Séduit surtout par la perspective d’être logé, nourri, chauffé, blanchi et éclairé, Lassailly accepta, et il suivit Balzac à Sèvres, dans sa maison des Jardies. Malheureusement, notre homme n’avait pas été mis au courant des habitudes du romancier, qui, on le sait, travaillait pendant une grande partie de la nuit. Donc, vers une heure du matin, un domestique vient réveiller Lassailly, pour le conduire d’abord à la salle à manger, où un véritable repas l’attendait: côtelettes à l’oseille, café très fort, etc. Puis Balzac, en robe de chambre, l’emmène dans son cabinet de travail, et commence à lui dicter des ébauches de scènes pour un drame bourgeois qui devait s’appeler L’Ecole des Ménages. Jusqu’à sept heures du matin, Lassailly écrit, en luttant contre le sommeil.  La nuit suivante, même régime: plusieurs fois le domestique vient le tirer du lit, à la demande de Balzac qui, lui, ne quittait pas sa table d’écriture. Finalement Lassailly — sommé par Balzac d’inventer «le sujet d’un drame qui fasse courir tout Paris» — a été incapable d’imaginer la moindre scène pour la pièce. A ce régime, il a tenu quinze jours, puis, honnêtement, il a renoncé, regrettant seulement les repas plantureux qu’on lui offrait dans la maison.

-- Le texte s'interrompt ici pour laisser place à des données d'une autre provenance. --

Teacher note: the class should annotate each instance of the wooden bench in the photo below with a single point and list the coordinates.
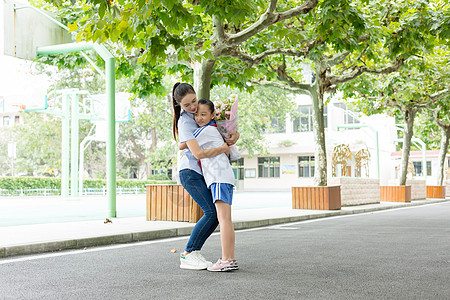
(400, 193)
(171, 202)
(320, 197)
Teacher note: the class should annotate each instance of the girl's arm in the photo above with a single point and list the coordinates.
(204, 153)
(234, 136)
(182, 146)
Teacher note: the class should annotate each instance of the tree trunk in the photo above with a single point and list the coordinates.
(320, 152)
(202, 78)
(408, 117)
(445, 131)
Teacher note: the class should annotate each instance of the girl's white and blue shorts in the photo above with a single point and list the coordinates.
(222, 191)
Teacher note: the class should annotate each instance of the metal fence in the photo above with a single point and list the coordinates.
(56, 192)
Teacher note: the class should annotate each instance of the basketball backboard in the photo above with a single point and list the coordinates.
(24, 28)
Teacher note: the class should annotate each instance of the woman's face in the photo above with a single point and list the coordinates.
(203, 115)
(189, 103)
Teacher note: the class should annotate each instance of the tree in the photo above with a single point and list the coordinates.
(257, 110)
(341, 40)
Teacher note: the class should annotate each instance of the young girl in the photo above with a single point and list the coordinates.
(219, 179)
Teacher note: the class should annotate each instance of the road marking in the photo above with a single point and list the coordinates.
(119, 246)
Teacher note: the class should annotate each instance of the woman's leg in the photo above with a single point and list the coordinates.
(227, 236)
(195, 185)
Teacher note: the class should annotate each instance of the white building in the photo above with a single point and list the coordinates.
(291, 144)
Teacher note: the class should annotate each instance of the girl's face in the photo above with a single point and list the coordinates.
(189, 103)
(203, 115)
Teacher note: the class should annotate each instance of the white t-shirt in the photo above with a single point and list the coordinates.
(217, 168)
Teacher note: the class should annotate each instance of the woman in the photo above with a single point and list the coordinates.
(185, 103)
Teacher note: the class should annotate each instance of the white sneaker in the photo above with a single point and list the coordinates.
(192, 262)
(208, 263)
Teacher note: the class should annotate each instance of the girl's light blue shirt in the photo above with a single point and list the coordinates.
(186, 128)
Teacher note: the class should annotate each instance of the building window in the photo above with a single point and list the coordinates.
(6, 121)
(278, 125)
(418, 168)
(304, 123)
(306, 166)
(269, 167)
(238, 169)
(349, 115)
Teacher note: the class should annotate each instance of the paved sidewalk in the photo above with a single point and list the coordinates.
(41, 233)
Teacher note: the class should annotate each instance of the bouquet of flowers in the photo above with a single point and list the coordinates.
(227, 121)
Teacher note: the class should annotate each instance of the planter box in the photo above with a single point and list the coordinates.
(418, 187)
(171, 203)
(401, 193)
(436, 191)
(357, 191)
(320, 197)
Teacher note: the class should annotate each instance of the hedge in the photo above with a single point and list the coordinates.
(17, 183)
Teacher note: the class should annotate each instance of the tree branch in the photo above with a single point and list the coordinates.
(220, 30)
(256, 59)
(335, 60)
(334, 80)
(298, 90)
(436, 96)
(268, 18)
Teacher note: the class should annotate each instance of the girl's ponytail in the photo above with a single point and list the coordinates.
(176, 112)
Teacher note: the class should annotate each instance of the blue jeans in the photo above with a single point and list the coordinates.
(195, 185)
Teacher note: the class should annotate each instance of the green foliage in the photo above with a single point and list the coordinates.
(256, 109)
(17, 183)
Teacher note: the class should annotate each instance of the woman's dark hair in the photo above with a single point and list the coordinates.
(178, 92)
(207, 102)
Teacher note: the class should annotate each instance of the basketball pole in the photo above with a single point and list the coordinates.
(110, 118)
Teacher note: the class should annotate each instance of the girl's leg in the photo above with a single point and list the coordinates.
(195, 185)
(227, 236)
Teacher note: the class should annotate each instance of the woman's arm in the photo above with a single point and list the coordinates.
(182, 146)
(204, 153)
(234, 136)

La correspondance de Balzac contient une lettre à Mme Hanska dans laquelle le romancier, évidemment, se plaint de son collaborateur: «J'ai pris, pour poser mes idées et me les écrire, un pauvre homme de lettres nommé Lassailly, qui n'a pas écrit deux lignes bonnes à conserver. Je n'ai jamais vu de pareille incapacité. Mais il m'a été utile à faire un premier germe sur lequel j'ai travaillé. Néanmoins j’aurais voulu quelqu'un qui eût plus d'intelligence et d'esprit.»

Ayant échoué avec Balzac, Lassailly a été pris ensuite, toujours comme secrétaire, par le critique littéraire Abel François Villemain, qui a été ministre de l’Instruction publique à partir de cette année 1839. Mais cette collaboration n’a, elle aussi, duré que peu de temps, sans doute par la faute d’un Lassailly aigri et instable, qui décourageait systématiquement ceux qui voulaient l’aider, en lui faisant offrir, par exemple, une place de sous-préfet ou un poste d’enseignant en province.

Les années difficiles

Pour cette raison, ses difficultés financières s’aggravaient. En 1838, il avait déjà dû solliciter une aide de 200 F du directeur des Beaux-Arts, prétendant, pour le convaincre, qu’il conservait en portefeuille trois mille vers et deux volumes de comédies! L’année suivante, il emprunte 50 francs à Vigny; et il fait une nouvelle requête auprès d’Abel Villemain, affirmant cette fois qu’il doit terminer «plusieurs ouvrages importants et de saine littérature». Alors, pour l’aider, Balzac, décidément sans rancune, le fait nommer secrétaire adjoint de la Société des gens de lettres; mais Lassailly s’y montre vite revendicatif et insupportable.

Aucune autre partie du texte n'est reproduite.